[
https://issues.apache.org/jira/browse/HADOOP-1269?page=com.atlassian.jira.plugin.system.issuetabpanels:all-tabpanel
]
Doug Cutting updated HADOOP-1269:
---------------------------------
Resolution: Fixed
Fix Version/s: 0.14.0
Status: Resolved (was: Patch Available)
I just committed this. Thanks, Dhruba!
> DFS Scalability: namenode throughput impacted becuase of global FSNamesystem
> lock
> ---------------------------------------------------------------------------------
>
> Key: HADOOP-1269
> URL: https://issues.apache.org/jira/browse/HADOOP-1269
> Project: Hadoop
> Issue Type: Bug
> Components: dfs
> Reporter: dhruba borthakur
> Assignee: dhruba borthakur
> Fix For: 0.14.0
>
> Attachments: chooseTargetLock2.patch, serverThreads1.html,
> serverThreads40.html
>
>
> I have been running a 2000 node cluster and measuring namenode performance.

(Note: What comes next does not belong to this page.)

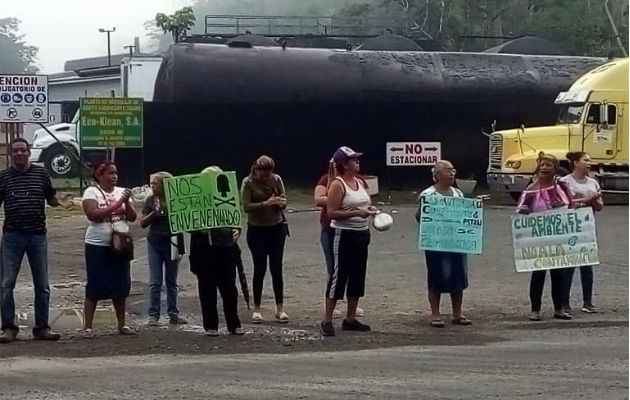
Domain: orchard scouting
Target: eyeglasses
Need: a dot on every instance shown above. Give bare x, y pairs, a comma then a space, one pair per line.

> There are quite a few "Calls dropped" messages in the namenode log. The
> namenode machine has 4 CPUs and each CPU is about 30% busy. Profiling the
> namenode shows that the methods the consume CPU the most are addStoredBlock()
> and getAdditionalBlock(). The first method in invoked when a datanode
> confirms the presence of a newly created block. The second method in invoked
> when a DFSClient request a new block for a file.
> I am attaching two files that were generated by the profiler.
> serverThreads40.html captures the scenario when the namenode had 40 server
> handler threads. serverThreads1.html is with 1 server handler thread (with a
> max_queue_size of 4000).
> In the case when there are 40 handler threads, the total elapsed time taken
> by FSNamesystem.getAdditionalBlock() is 1957 seconds whereas the methods
> that that it invokes (chooseTarget) takes only about 97 seconds.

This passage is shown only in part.